On rentre dans ce roman sous la tempête. Celle qui s’abat sur Norilsk a fait chuter les températures à – 64 °C. Il ne serait pas humain de mettre le nez dehors, non seulement parce qu’il fait froid, mais aussi à cause de ces enseignes de magasins et autres objets lourds qui volent dans les airs et transperceraient les irréductibles. Alors, pourquoi sort-il, Gleb? Que va-t-il chercher? Quand l’immeuble d’en face s’effondre sous les coups des vents, “taureaux furieux dévalant le cirque de la péninsule de Taïmyr”, il voudrait tirer des décombres de potentiels survivants. Mais tout ce qu’il voit, c’est le torse décapité d’un homme, un Nenet, du nom de ce peuple partiellement nomade de la toundra auquel il appartient.
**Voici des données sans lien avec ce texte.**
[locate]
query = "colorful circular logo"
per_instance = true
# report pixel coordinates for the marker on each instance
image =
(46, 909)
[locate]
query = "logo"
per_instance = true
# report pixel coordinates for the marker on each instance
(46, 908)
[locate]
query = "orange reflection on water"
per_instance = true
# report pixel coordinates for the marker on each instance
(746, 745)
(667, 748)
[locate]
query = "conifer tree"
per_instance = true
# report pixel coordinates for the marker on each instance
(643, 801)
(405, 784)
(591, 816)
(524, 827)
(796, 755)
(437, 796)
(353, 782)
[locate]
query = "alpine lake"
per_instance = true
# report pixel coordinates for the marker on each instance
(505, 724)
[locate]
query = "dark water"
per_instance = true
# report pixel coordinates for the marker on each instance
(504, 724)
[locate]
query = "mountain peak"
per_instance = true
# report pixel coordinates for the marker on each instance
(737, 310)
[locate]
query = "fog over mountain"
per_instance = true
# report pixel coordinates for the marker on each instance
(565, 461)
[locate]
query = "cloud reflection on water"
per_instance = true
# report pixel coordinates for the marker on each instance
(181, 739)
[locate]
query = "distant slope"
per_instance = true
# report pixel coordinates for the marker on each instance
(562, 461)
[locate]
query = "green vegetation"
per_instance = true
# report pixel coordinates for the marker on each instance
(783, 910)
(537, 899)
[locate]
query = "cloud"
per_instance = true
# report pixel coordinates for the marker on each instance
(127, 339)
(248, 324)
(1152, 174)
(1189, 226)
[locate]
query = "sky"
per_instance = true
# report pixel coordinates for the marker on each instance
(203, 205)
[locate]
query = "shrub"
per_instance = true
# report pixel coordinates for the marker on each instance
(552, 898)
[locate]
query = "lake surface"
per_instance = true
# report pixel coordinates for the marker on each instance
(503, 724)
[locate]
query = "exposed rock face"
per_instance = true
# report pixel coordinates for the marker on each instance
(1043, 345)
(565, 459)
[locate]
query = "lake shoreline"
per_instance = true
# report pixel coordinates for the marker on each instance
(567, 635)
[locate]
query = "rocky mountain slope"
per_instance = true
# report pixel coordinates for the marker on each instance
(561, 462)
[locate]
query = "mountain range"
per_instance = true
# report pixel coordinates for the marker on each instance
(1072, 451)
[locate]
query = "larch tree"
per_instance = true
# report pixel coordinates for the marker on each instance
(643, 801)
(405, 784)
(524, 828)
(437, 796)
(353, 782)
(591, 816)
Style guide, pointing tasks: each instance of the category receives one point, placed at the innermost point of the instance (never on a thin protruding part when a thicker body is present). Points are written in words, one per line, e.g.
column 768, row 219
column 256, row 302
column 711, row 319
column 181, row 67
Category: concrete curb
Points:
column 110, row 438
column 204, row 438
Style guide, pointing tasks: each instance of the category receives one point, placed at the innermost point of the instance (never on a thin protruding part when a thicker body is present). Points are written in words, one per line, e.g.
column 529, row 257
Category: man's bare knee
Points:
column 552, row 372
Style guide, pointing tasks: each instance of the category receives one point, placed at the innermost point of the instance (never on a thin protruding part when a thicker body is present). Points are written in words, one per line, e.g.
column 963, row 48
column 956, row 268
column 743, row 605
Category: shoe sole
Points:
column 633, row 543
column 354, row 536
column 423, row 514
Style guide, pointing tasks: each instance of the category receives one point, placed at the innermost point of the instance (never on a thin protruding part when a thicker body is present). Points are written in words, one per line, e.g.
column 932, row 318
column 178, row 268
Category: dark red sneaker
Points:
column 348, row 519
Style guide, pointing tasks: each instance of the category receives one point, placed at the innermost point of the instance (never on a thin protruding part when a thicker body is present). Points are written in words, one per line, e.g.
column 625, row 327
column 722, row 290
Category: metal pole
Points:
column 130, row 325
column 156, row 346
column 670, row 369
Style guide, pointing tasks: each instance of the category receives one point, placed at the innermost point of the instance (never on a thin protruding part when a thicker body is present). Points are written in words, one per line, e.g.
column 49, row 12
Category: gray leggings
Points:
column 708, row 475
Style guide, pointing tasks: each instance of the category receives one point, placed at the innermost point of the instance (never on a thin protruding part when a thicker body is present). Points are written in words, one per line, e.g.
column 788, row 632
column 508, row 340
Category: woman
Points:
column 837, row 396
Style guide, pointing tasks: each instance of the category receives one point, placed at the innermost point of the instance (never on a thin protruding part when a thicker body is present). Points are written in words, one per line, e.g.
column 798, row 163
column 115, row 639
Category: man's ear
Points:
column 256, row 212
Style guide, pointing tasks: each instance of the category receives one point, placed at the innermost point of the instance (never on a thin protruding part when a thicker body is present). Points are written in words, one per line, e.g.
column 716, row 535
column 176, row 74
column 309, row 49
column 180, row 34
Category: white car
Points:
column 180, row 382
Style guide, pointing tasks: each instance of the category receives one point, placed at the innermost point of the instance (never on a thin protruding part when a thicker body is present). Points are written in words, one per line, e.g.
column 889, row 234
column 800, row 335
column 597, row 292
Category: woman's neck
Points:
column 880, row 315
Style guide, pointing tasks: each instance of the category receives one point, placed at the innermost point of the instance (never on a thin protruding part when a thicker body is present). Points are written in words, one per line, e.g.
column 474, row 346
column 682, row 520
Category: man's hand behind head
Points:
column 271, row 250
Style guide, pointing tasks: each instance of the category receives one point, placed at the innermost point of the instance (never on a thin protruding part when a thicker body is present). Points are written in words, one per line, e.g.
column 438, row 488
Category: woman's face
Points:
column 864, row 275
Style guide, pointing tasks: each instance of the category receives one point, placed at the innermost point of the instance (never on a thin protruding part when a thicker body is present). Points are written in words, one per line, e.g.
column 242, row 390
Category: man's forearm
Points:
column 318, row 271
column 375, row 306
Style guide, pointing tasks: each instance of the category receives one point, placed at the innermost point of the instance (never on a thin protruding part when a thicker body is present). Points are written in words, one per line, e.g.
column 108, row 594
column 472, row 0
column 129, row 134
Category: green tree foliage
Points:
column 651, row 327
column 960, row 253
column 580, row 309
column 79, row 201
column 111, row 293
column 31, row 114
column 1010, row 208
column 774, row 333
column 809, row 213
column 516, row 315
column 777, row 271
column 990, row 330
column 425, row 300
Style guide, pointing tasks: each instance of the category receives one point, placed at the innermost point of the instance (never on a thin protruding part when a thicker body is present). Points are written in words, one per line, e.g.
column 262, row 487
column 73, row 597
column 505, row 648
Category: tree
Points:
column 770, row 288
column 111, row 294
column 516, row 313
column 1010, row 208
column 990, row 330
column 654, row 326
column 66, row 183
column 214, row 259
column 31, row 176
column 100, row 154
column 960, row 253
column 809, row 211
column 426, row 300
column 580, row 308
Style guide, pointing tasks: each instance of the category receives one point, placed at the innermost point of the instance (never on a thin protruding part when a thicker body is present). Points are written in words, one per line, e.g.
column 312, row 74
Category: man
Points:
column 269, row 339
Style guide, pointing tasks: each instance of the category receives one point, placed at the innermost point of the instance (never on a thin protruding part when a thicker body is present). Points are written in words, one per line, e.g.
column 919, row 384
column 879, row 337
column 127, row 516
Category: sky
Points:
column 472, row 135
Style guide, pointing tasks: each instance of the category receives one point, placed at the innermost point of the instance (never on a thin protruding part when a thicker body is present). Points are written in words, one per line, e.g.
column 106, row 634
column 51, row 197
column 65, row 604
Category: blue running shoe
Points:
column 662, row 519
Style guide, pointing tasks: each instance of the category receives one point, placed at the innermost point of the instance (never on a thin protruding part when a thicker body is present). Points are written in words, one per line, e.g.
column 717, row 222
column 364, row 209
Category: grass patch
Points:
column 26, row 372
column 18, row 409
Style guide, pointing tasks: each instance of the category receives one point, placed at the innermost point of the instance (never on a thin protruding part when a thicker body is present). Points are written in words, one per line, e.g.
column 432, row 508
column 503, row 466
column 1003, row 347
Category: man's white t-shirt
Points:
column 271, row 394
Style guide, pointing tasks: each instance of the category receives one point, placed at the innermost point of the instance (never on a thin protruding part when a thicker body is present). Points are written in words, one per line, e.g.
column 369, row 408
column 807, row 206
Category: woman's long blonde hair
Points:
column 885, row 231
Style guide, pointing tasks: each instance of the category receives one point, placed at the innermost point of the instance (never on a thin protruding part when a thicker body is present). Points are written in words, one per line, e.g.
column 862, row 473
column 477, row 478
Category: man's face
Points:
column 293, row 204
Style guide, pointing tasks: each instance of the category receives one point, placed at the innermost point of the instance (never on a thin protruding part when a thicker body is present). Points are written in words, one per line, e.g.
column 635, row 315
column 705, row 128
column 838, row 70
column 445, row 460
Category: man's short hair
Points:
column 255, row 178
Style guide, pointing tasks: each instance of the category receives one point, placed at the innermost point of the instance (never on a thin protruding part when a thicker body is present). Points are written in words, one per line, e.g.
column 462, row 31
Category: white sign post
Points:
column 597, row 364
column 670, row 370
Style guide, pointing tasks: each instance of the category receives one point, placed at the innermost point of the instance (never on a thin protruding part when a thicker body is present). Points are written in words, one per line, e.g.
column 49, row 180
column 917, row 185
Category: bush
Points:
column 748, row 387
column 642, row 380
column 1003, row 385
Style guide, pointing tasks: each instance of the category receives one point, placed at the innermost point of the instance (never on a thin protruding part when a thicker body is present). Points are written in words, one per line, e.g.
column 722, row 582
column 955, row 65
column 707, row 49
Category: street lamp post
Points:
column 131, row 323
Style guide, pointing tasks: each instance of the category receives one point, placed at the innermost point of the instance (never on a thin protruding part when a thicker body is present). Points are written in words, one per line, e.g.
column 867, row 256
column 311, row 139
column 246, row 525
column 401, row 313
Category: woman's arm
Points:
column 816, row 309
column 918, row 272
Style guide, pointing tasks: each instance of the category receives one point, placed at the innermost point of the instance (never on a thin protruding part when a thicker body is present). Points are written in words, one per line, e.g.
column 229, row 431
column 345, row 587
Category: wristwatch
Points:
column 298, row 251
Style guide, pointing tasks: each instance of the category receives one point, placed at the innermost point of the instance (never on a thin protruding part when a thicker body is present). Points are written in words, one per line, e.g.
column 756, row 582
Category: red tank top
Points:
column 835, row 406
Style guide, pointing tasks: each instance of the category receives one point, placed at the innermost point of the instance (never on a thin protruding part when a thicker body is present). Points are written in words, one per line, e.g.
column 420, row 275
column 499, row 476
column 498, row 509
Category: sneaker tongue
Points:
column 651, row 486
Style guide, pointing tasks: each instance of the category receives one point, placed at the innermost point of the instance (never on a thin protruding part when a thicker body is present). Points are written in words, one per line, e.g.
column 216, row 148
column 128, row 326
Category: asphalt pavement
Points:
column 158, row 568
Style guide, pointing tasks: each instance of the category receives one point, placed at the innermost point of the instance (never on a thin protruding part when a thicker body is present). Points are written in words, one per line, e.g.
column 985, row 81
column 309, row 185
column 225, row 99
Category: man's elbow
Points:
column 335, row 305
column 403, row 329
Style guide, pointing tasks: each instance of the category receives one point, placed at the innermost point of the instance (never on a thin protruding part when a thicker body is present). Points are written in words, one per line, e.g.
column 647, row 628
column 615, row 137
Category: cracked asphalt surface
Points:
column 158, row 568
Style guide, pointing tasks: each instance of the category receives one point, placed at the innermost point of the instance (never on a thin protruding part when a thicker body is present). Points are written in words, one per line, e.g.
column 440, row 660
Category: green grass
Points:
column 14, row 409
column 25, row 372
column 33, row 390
Personne ne parvient à l’identifier, il n’intéresse aucun flic. Alors, c’est Boris, “un quinqua aux joues molles”, “enceint de six mois sous sa parka” qui est chargé de l’affaire qui se révèle bientôt un meurtre. Ainsi commence l’enquête la plus froide que vous ayez jamais lue. Car Norilsk est la plus grande ville au-delà du cercle polaire. Population: 177.000 habitants. On y accède uniquement l’été, par avion ou par bateau. “Un monde figé dans la glace et la neige”, une “prison à ciel ouvert”. D’ailleurs, entre 1935 et 1955, un camp de travail y exténua un demi-million de prisonniers. Pour compléter le tableau, c’est la septième ville la plus polluée au monde: les usines envoient dans l’atmosphère de Norilsk 2 millions de tonnes de gaz (autant qu’un pays comme la France). Les ouvriers et leurs familles y meurent jeunes, 60 ans, en moyenne, 10 de moins que dans le reste de la Russie. Lëd est ainsi un polar très documenté sur “l’homme rouge” – celui de l’écrivaine prix Nobel de littérature Svetlana Alexievitch, sur le réchauffement climatique et qui parle d’homosexualité. Un polar résolument d’aujourd’hui.

Caryl Férey, “Lëd”, éditions Les Arènes, 523 pages, 22,90 euros.